Brookland is a village and civil parish in the Folkestone and Hythe district of Kent, England, about 5 mi west of New Romney. According to the 2001 census the parish had a population of 453, increasing to 479 at the 2011 Census. It is located on the A259 road in Romney Marsh and become popular with visitors heading to the Laughing Frog Teas Rooms.

==History==
===St Augustine's Church===
The parish Church of St Augustine has the unusual, if not unique, feature of an entirely wooden spire being separate from the body of the church. Popular myth is that the steeple looked down at a wedding service to see such a beautiful bride marrying such an unpleasant groom that it jumped off the church in shock. A more popular story is that one day a virgin presented herself to be married and the church spire fell off at the unusual occurrence. In fact, it is separate as the weight can not be supported by the marshy ground.
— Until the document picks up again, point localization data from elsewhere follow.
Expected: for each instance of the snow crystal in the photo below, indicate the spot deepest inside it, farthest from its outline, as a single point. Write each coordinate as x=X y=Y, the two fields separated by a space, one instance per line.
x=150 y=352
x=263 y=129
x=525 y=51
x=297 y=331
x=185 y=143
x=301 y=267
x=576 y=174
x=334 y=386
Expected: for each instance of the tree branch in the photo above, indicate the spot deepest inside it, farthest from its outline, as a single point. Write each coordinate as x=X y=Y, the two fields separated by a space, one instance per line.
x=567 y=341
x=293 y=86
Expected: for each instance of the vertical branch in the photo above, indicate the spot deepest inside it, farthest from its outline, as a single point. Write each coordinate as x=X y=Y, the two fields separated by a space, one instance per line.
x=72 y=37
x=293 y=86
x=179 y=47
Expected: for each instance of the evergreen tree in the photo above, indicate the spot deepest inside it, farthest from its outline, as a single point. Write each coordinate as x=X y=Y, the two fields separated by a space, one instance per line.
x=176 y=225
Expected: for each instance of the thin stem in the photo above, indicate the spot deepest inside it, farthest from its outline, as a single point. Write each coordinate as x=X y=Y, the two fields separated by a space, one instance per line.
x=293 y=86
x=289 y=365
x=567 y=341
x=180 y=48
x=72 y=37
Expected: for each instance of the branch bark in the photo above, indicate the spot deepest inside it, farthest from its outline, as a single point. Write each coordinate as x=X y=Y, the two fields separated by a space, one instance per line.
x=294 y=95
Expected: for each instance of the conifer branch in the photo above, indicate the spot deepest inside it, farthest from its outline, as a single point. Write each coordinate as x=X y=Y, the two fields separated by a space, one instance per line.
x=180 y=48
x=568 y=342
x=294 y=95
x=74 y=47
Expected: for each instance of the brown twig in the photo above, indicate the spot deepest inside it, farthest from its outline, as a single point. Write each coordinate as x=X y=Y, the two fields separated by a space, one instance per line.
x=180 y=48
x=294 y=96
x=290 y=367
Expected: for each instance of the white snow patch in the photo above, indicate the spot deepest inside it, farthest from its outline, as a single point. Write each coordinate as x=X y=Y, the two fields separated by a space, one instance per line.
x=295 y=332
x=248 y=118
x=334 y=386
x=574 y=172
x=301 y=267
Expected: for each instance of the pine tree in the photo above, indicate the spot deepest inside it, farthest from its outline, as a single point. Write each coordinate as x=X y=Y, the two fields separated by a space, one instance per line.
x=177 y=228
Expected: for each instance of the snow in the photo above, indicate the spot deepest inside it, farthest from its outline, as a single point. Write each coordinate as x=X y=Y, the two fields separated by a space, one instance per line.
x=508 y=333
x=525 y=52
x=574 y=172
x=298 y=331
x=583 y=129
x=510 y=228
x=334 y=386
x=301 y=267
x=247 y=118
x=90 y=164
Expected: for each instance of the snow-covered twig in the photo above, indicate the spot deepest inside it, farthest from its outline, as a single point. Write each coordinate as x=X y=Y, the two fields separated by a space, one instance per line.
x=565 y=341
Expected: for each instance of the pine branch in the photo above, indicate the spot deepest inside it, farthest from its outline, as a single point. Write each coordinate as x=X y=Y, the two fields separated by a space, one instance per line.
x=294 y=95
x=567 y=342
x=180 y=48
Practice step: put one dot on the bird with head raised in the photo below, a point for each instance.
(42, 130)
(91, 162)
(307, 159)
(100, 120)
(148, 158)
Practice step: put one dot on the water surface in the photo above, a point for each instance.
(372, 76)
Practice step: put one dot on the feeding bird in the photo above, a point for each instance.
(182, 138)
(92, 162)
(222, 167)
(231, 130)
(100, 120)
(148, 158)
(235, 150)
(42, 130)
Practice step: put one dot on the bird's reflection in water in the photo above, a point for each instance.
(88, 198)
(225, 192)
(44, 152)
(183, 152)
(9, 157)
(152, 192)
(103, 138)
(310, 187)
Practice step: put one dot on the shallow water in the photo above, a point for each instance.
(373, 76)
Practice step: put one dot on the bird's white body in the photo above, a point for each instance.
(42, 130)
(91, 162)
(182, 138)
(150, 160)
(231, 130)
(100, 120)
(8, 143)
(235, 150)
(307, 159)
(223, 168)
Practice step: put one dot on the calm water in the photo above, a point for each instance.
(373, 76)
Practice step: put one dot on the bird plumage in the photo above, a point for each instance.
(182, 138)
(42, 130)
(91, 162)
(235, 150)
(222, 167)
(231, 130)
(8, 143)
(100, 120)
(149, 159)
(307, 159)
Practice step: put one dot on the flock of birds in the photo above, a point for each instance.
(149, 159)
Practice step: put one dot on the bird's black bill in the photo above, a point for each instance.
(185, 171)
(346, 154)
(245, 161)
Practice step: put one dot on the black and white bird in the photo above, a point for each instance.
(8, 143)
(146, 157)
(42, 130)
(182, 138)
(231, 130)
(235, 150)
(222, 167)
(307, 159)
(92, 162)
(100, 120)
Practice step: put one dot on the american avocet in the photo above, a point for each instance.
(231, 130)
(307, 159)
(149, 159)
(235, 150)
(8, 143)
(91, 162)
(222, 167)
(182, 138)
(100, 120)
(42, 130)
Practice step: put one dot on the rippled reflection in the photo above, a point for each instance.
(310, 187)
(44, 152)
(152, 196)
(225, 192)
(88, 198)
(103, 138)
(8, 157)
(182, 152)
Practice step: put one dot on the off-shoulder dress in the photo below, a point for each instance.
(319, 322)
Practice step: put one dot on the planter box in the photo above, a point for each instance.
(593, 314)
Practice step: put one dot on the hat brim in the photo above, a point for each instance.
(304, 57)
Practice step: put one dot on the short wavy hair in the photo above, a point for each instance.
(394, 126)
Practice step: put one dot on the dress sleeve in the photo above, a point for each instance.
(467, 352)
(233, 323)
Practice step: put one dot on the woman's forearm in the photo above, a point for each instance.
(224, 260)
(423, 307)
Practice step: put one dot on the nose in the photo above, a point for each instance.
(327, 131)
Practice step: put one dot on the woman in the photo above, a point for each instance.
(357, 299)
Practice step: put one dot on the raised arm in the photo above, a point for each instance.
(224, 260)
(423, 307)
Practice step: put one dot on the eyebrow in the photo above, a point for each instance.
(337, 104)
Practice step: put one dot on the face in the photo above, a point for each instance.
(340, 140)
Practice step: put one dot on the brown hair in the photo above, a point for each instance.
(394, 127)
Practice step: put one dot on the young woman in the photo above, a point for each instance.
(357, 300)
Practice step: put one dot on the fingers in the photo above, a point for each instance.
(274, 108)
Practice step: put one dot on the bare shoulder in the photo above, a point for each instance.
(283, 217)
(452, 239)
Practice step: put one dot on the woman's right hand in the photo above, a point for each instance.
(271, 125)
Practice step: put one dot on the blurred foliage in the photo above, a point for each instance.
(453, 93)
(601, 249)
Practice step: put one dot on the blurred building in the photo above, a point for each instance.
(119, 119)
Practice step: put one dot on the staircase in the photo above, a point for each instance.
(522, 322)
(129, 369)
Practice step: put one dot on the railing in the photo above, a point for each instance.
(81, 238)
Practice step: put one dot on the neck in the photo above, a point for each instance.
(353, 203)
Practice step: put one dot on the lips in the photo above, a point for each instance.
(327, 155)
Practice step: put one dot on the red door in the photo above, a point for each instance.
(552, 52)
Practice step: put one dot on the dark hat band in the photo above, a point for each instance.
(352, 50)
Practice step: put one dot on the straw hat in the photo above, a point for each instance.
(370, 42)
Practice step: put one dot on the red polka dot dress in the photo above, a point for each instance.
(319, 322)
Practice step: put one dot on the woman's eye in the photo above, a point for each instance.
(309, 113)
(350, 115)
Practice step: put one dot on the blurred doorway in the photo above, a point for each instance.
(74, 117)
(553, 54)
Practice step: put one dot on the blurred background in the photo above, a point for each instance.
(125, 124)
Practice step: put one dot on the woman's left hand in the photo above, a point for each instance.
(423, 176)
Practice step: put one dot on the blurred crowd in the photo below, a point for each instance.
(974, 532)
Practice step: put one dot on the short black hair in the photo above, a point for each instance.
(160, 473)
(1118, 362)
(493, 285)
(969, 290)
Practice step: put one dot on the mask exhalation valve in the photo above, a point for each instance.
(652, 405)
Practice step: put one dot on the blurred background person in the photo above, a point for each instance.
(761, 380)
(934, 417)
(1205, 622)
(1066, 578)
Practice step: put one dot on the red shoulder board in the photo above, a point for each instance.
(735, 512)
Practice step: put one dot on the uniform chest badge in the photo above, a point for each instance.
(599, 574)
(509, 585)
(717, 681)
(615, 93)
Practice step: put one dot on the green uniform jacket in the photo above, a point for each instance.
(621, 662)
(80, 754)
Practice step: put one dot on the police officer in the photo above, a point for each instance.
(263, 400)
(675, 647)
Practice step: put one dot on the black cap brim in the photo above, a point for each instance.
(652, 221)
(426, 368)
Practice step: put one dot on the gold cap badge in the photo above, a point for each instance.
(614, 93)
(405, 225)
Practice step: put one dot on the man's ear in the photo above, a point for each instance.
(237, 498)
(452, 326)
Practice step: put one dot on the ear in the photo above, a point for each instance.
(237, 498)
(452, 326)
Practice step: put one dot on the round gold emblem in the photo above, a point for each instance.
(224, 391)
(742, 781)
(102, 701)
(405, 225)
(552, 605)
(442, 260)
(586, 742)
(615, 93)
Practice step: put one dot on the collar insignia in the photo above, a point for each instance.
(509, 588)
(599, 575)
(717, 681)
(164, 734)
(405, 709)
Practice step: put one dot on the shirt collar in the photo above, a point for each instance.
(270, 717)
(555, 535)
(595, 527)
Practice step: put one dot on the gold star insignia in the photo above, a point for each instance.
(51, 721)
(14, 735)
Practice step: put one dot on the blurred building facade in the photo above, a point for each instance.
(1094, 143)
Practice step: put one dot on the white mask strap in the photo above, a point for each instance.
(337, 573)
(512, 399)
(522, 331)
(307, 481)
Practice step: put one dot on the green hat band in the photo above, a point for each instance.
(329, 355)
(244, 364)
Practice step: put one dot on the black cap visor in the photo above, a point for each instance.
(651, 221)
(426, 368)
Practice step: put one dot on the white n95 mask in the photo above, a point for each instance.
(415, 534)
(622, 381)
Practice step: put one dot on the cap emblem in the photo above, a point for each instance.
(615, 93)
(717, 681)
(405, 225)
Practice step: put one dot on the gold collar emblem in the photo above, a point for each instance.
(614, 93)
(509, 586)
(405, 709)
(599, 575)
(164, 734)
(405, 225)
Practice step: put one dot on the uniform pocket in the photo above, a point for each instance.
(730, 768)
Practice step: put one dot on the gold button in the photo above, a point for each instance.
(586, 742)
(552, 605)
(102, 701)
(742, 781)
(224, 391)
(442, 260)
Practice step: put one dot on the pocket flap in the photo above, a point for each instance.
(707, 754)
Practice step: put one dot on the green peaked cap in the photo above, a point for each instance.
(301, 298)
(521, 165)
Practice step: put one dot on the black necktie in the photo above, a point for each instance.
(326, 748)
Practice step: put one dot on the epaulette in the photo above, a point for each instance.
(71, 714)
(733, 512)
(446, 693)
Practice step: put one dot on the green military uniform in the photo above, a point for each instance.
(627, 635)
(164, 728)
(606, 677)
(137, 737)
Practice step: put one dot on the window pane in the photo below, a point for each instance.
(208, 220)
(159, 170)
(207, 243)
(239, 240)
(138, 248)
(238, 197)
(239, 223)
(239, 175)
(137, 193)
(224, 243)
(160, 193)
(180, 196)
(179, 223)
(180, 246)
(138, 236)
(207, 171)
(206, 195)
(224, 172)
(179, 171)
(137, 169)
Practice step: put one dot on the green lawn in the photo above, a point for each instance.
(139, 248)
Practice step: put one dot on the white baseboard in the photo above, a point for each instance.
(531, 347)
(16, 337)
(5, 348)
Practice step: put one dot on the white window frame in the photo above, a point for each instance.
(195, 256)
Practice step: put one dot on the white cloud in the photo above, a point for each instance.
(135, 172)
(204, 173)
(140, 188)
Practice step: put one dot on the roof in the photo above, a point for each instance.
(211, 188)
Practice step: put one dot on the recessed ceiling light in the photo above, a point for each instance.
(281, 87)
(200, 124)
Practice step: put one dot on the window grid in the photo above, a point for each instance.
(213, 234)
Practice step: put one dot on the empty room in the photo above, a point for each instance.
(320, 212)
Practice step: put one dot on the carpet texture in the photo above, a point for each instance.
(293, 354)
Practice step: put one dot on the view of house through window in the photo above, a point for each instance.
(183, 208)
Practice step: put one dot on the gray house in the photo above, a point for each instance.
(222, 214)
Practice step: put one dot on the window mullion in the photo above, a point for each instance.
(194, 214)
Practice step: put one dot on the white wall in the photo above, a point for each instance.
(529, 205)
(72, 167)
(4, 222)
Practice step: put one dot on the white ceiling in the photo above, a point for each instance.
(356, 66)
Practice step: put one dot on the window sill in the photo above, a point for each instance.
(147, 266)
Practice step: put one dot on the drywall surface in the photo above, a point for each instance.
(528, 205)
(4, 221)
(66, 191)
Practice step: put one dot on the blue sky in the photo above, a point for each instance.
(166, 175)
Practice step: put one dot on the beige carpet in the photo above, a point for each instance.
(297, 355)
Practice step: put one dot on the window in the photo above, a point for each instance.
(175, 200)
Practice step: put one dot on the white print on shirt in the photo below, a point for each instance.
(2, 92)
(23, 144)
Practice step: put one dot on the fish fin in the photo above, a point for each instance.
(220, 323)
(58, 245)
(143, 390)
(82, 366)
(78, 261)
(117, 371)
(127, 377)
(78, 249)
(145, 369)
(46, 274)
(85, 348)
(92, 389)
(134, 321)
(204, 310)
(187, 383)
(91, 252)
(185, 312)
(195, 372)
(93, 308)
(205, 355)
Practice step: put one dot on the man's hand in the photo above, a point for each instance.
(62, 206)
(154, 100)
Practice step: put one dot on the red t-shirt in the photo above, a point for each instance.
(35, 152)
Inside the church there is a round lead font dating from the 12th century. Around its circumference are panels with reliefs showing the 12 Zodiac signs and the typical labours of each month.

===Battle of Brookland===
In 1816, when the conclusion of the wars with France made it possible to take steps to deal with smuggling on Romney Marsh, a Coast Blockade was established along the coast of Kent; the smugglers in response organized themselves into armed gangs, and became increasingly audacious. On the night of 11 February 1821 members of the Aldington Gang, landing goods at Camber, were spotted by the Blockade Sentinel, and were pursued across the marsh by the Blockaders. An officer was killed, a mile from Brookland, and two assistants wounded; four smugglers were killed and sixteen wounded. The event became known as the Battle of Brookland. There was a trial at the Old Bailey, which aroused great interest, and the smugglers' leader Cephas Quested was executed.

==Amenities==
As late as 1970 the village had a post office, five shops - including Coleman's, a butcher well known locally for his pork sausages - a tea room, a garage, blacksmith, abattoir, a vicar and three pubs. The Alliance and Royal Oak pubs have closed; the Woolpack Inn continues to operate 1 mi south of the village. The nearest general stores are now at Appledore (5 mi), Hamstreet (6 mi) and New Romney (6 mi).